Salt and Sichuan pepper cakes 椒盐饼



Two jin sugar, one half jin sesame oil, one half liang salt, one liang crushed Sichuan pepper, one liang ground fennel. Make a flour dough to encase the filling (add coarsely ground sesame for an even better taste). Stuff each cake with the filling, roll flat and bake.

Another method is to make the outside with a mixture of oil and boiling water, and use the above filling on the inside.


This recipe comes from the late-17th-century Secrets of the Table and describes a cake made by rolling dough around an oil-based filling. That’s all we know, and it turns out that’s not enough.

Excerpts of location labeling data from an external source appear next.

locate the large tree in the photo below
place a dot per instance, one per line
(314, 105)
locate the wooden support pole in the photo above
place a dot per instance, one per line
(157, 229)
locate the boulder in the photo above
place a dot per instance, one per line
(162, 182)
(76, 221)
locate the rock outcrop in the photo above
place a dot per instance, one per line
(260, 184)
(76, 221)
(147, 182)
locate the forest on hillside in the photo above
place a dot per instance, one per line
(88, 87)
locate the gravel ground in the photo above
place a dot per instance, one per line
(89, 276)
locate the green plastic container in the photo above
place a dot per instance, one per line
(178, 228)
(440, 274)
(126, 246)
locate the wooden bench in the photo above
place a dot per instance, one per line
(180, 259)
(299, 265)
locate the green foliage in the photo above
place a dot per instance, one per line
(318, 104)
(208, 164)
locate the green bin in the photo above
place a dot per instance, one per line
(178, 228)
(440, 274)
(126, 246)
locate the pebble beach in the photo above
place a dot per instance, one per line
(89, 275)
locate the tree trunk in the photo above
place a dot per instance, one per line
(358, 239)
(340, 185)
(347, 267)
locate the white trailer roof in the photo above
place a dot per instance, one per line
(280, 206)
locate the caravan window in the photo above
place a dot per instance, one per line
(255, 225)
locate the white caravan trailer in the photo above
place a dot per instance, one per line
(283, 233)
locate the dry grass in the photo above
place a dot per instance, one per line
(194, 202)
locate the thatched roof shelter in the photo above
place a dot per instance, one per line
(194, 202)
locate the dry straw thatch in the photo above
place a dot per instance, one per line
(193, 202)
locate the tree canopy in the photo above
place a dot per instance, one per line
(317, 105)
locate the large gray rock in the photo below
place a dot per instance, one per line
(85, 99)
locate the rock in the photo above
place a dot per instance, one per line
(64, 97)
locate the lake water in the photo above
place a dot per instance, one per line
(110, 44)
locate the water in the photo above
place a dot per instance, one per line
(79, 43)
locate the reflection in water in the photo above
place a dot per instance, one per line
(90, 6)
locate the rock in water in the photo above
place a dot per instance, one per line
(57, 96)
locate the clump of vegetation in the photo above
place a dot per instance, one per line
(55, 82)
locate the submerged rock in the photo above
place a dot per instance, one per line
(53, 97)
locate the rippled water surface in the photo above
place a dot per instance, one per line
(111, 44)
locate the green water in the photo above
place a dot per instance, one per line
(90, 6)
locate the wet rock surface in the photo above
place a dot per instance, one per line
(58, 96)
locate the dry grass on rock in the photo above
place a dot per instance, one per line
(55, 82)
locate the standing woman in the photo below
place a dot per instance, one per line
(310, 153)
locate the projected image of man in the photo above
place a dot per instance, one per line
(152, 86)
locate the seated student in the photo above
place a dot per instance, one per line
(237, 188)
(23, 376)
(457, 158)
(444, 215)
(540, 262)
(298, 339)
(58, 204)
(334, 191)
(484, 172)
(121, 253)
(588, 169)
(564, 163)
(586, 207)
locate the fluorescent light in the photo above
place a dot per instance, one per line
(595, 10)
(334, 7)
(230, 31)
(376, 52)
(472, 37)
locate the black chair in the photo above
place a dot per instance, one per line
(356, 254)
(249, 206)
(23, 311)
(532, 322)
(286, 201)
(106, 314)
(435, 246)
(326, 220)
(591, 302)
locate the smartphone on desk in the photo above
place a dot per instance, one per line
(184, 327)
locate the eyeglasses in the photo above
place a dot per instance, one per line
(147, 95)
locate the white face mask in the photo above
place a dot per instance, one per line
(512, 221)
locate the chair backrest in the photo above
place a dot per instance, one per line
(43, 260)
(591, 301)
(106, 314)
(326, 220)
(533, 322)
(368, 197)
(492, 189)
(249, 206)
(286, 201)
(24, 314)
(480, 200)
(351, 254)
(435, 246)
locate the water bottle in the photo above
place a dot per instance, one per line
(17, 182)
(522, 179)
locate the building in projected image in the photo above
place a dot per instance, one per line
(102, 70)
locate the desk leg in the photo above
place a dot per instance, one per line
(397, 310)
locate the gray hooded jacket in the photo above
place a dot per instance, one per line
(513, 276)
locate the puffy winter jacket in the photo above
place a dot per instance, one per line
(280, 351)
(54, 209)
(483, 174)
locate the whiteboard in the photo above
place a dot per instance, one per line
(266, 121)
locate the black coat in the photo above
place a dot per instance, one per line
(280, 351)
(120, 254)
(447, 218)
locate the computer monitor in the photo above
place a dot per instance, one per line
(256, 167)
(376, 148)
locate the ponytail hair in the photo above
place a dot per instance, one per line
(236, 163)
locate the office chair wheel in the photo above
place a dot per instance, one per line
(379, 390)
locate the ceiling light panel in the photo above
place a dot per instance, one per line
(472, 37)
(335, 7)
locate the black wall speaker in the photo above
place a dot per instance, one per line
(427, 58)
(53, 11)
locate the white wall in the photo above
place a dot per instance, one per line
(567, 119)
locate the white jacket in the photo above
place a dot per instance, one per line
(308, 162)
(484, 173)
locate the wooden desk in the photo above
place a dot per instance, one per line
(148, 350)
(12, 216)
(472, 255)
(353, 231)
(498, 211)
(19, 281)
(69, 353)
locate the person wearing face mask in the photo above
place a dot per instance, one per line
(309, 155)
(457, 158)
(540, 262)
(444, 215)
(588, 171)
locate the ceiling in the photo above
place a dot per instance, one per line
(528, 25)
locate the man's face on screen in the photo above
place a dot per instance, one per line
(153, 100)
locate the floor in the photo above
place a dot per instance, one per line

In modern measurements, the recipe comes roughly to 2.4 kg (11 cups) sugar, 700ml (3 cups) oil, 18 g (4tsp) salt, 37 g (16tsp) each Sichuan pepper and fennel, all stuffed into “some” dough. Divide the whole thing by 10 and we have a more human-sized recipe. I started with a simple flour and water dough, which I rested for 30 minutes and then kneaded until elastic. Mixing the filling (including the sesame) according to the proportions gave me something that looked like a Chicago snowbank in February.

How do you actually make them? Well that’s a very good question, and here the recipe wasn’t much help. 熯 means to dry cook, which could mean to bake or pan fry without oil. For this first time, I chose the second.

I tried a few variations on shape. The recipe sounds like we want a lump of filling in the center, but I also tried rolling the dough flat and spreading the filling out to increase the number of internal layers.

The result was mixed. The rolled method gave me something like a sugar-soaked pastry. Not unpleasant but very heavy. The other methods left a big reservoir of syrup inside a hard outer shell. I found a later version of the same recipe that clarifies these should be 入炉 — cooked in an oven. But a more important suggestion was in that last line: to make the dough with a mixture of oil and boiling water. That would certainly have improved the texture.

How about the flavors? Sichuan peppercorn mixed with sugar in that ratio really jumps out. Ten minutes later my mouth was still tingling. Personally, I am a fan of sugar and of peppercorns, but maybe not the two together.

I have had shaobing that combine sweetness and sesame with a tiny hint of Sichuan peppercorn. Far less than the proportions used here. Plus shaobing are leavened, which means they don’t use nearly so much oil. All in all, the modern version strikes me as a significant upgrade.